Autorregulação e autodisciplina são competências que podem ser ensinadas, aprendidas e desenvolvidas

Disciplina e autorregulação Pessoas experimentam grandes dificuldades para se autodisciplinar e autorregular (foto: Freepik)

Ano novo, novos desafios, promessas e metas. Todos já estivemos lá, “este ano vai”, “ano passado eu morri, mas este ano eu não morro”, somente para nos decepcionarmos com nossa falta de persistência que começa a se manifestar tão logo passe a euforia dos brindes das festas de fim de ano.

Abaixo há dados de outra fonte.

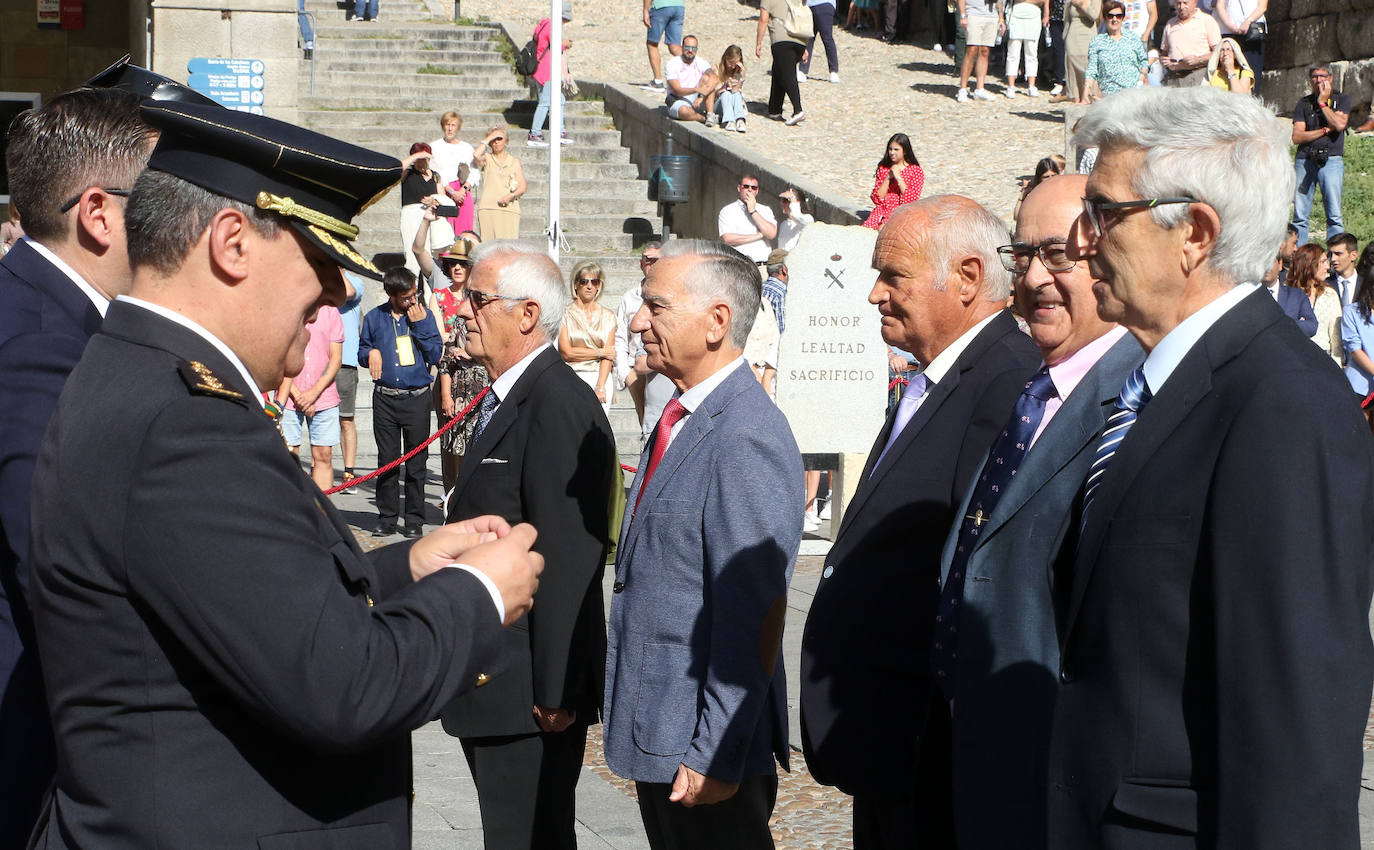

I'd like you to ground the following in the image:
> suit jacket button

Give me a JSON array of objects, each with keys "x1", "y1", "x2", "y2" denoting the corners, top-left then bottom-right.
[
  {"x1": 476, "y1": 673, "x2": 490, "y2": 687},
  {"x1": 613, "y1": 581, "x2": 626, "y2": 593},
  {"x1": 1059, "y1": 668, "x2": 1072, "y2": 684},
  {"x1": 822, "y1": 565, "x2": 834, "y2": 579}
]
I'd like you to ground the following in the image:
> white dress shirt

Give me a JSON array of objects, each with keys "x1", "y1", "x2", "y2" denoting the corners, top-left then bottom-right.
[
  {"x1": 662, "y1": 357, "x2": 750, "y2": 450},
  {"x1": 1142, "y1": 282, "x2": 1256, "y2": 395}
]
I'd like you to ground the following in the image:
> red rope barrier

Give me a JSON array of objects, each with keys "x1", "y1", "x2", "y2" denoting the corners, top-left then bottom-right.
[
  {"x1": 323, "y1": 386, "x2": 491, "y2": 496},
  {"x1": 888, "y1": 376, "x2": 910, "y2": 391}
]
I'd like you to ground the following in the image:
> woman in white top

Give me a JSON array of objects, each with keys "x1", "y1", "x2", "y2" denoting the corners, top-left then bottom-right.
[
  {"x1": 777, "y1": 186, "x2": 814, "y2": 250},
  {"x1": 558, "y1": 261, "x2": 617, "y2": 416}
]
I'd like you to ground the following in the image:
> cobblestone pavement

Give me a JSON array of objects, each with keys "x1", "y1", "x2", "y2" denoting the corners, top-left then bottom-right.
[{"x1": 466, "y1": 0, "x2": 1066, "y2": 221}]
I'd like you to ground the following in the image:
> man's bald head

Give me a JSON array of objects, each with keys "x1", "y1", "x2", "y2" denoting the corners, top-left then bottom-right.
[
  {"x1": 1013, "y1": 174, "x2": 1118, "y2": 364},
  {"x1": 868, "y1": 195, "x2": 1011, "y2": 364}
]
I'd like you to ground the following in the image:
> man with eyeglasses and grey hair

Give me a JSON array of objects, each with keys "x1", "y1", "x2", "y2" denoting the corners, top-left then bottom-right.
[
  {"x1": 1052, "y1": 85, "x2": 1374, "y2": 848},
  {"x1": 604, "y1": 239, "x2": 802, "y2": 848},
  {"x1": 439, "y1": 241, "x2": 617, "y2": 850},
  {"x1": 0, "y1": 84, "x2": 158, "y2": 845}
]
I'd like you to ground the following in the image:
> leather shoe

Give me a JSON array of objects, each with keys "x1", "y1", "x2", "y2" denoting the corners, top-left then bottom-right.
[
  {"x1": 402, "y1": 525, "x2": 423, "y2": 539},
  {"x1": 372, "y1": 525, "x2": 397, "y2": 538}
]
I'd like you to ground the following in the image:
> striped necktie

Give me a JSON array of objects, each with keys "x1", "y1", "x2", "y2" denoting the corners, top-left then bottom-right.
[
  {"x1": 1082, "y1": 365, "x2": 1151, "y2": 524},
  {"x1": 471, "y1": 390, "x2": 499, "y2": 441}
]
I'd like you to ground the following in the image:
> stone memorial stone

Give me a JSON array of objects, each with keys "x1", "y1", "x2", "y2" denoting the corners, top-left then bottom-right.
[{"x1": 775, "y1": 222, "x2": 887, "y2": 456}]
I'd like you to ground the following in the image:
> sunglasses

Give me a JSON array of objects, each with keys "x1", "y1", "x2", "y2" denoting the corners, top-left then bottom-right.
[
  {"x1": 59, "y1": 187, "x2": 130, "y2": 213},
  {"x1": 577, "y1": 277, "x2": 602, "y2": 285},
  {"x1": 1081, "y1": 195, "x2": 1194, "y2": 239},
  {"x1": 1105, "y1": 12, "x2": 1125, "y2": 18},
  {"x1": 740, "y1": 183, "x2": 759, "y2": 191},
  {"x1": 467, "y1": 288, "x2": 527, "y2": 310},
  {"x1": 641, "y1": 255, "x2": 659, "y2": 265}
]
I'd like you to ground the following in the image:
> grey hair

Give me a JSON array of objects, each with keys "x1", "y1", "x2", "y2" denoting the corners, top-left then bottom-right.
[
  {"x1": 917, "y1": 196, "x2": 1012, "y2": 301},
  {"x1": 1072, "y1": 86, "x2": 1293, "y2": 286},
  {"x1": 469, "y1": 240, "x2": 569, "y2": 341},
  {"x1": 659, "y1": 239, "x2": 760, "y2": 349},
  {"x1": 126, "y1": 170, "x2": 281, "y2": 276}
]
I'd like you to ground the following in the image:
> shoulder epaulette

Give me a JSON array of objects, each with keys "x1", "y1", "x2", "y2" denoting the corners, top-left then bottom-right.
[{"x1": 177, "y1": 359, "x2": 248, "y2": 404}]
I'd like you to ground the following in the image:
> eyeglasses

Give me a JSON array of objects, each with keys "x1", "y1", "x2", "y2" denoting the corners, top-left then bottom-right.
[
  {"x1": 1105, "y1": 12, "x2": 1124, "y2": 18},
  {"x1": 467, "y1": 288, "x2": 528, "y2": 310},
  {"x1": 577, "y1": 277, "x2": 602, "y2": 285},
  {"x1": 997, "y1": 241, "x2": 1077, "y2": 273},
  {"x1": 739, "y1": 183, "x2": 759, "y2": 191},
  {"x1": 1081, "y1": 195, "x2": 1194, "y2": 239},
  {"x1": 640, "y1": 255, "x2": 659, "y2": 265},
  {"x1": 59, "y1": 187, "x2": 130, "y2": 213}
]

Para não recorrer a citações pretensiosas, vou me valer do sucesso de 1985 da banda inglesa Tears for Fears, Everybody Wants to Rule the World. Considerada por muitos uma das melhores músicas da década de 1980, a canção fala do desejo humano de ter as coisas ao seu jeito, de comandar, de mudar o mundo à sua vontade. Certamente essa característica humana não é nova, mas aqui foi retratada de forma tão lírica que 40 anos depois as pessoas ainda se lembram da letra.

 

 

Mas há uma falha nesse desejo tão sincero de mudar o mundo pra melhor. Qualquer plano que possamos ter a respeito de nós mesmos ou das circunstâncias que nos rodeiam só vira realidade com determinação, persistência e ações continuadas. Ou seja, com disciplina.

 

Dificuldade em manter o foco

 

É notório que as pessoas experimentam grandes dificuldades para se autodisciplinar e autorregular. Especialmente no mundo tecnológico contemporâneo, onde tudo é muito rápido, queremos gratificação instantânea por qualquer coisa que façamos, qualquer esforço, por mínimo que seja, que demonstremos. E não aceitamos menos do que uma demonstração efusiva de apreço pelas nossas tentativas, ainda que débeis.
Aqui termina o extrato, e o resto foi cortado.